Classical Association of South Africa
- Abbreviation: CASA
- Formation: 1908
- Founded at: South African College, Cape Town
- Registration no.: 060-093
- Patron: Judge Deon van Zyl
- Honorary Presidents: J.E. Atkinson; L. Cilliers, J.M. Claassen; P.J. Conradie; W.J. Henderson; J. L. Hilton; M. Lambert
- Honorary Vice-President: F. Retief
- Website: https://casa-kvsa.org.za/

= Classical Association of South Africa =

The Classical Association of South Africa (CASA) was first established in 1908, and has existed in its current form since 1956. The aim of CASA is to promote the study and appreciation of classical antiquity. The majority of its membership consists of academic staff and students, but membership is open to anyone who subscribes to this goal. The association organises a national conference at its biennial meeting, and national branches organise more frequent regional meetings.

The association sponsors various prizes and awards, and promotes several outreach initiatives.

== History ==
The inaugural meeting of the association was held on June 22, 1908 in Cape Town with the presidential address given by professor W. Ritchie at the South African College (now the University of Cape Town).

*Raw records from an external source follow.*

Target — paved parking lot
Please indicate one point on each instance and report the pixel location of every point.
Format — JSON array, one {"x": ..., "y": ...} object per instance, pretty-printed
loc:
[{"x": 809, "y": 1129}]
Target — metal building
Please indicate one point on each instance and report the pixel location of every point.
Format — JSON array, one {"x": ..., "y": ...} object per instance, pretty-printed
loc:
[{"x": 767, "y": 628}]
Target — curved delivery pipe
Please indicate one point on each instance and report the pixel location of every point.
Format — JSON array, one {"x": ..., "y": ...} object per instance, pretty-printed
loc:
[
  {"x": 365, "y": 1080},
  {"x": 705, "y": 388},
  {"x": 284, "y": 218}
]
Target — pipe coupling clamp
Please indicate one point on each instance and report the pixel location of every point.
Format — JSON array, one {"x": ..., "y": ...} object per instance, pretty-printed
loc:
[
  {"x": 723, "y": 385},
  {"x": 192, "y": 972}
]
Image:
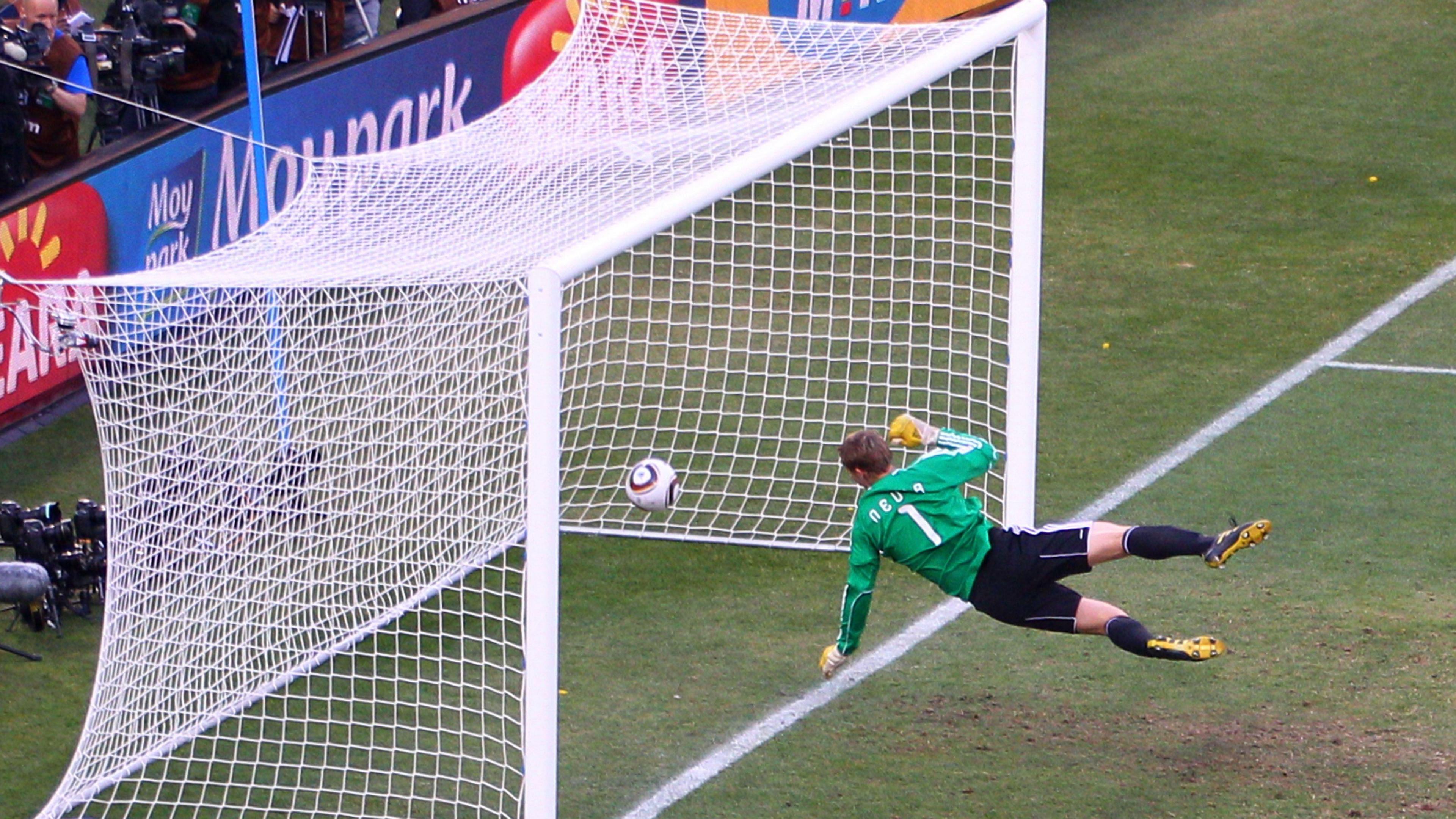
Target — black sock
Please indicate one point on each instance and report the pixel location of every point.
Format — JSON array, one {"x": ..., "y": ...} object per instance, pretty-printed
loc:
[
  {"x": 1161, "y": 543},
  {"x": 1129, "y": 636}
]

The organisation was envisioned as a national association two years before the Union of South Africa came into being in 1910. The 1908 Association, though short-lived, was the precursor to the later association founded at Cape Town in 1927 by the Hon. J. H. Hofmeyr, Professors C. S. Edgar, W. Rollo, A. Petrie, and T. J. Haarhoff, with Marie V. Williams as honorary secretary.

The 1927 association enjoyed moderate success, but was beset with practical difficulties. After a period of decline and a brief revival in 1952, the Classical Association of South Africa was formally re-constituted in 1956. A national conference was held at Pretoria where the association as it exists today was founded, with Professors A. Petrie and T. J. Haarhoff as its honorary presidents. In 1957 the biennial national conference was established, and in 1958 the first volume of Acta Classica was published.

Early reports on the history of CASA are published in Acta Classica.

== Publications ==
The association produces a regular journal, Acta Classica. It also subsidises the publication of Akroterion (Journal for the Classics in South Africa, Department of Ancient Studies at the University of Stellenbosch).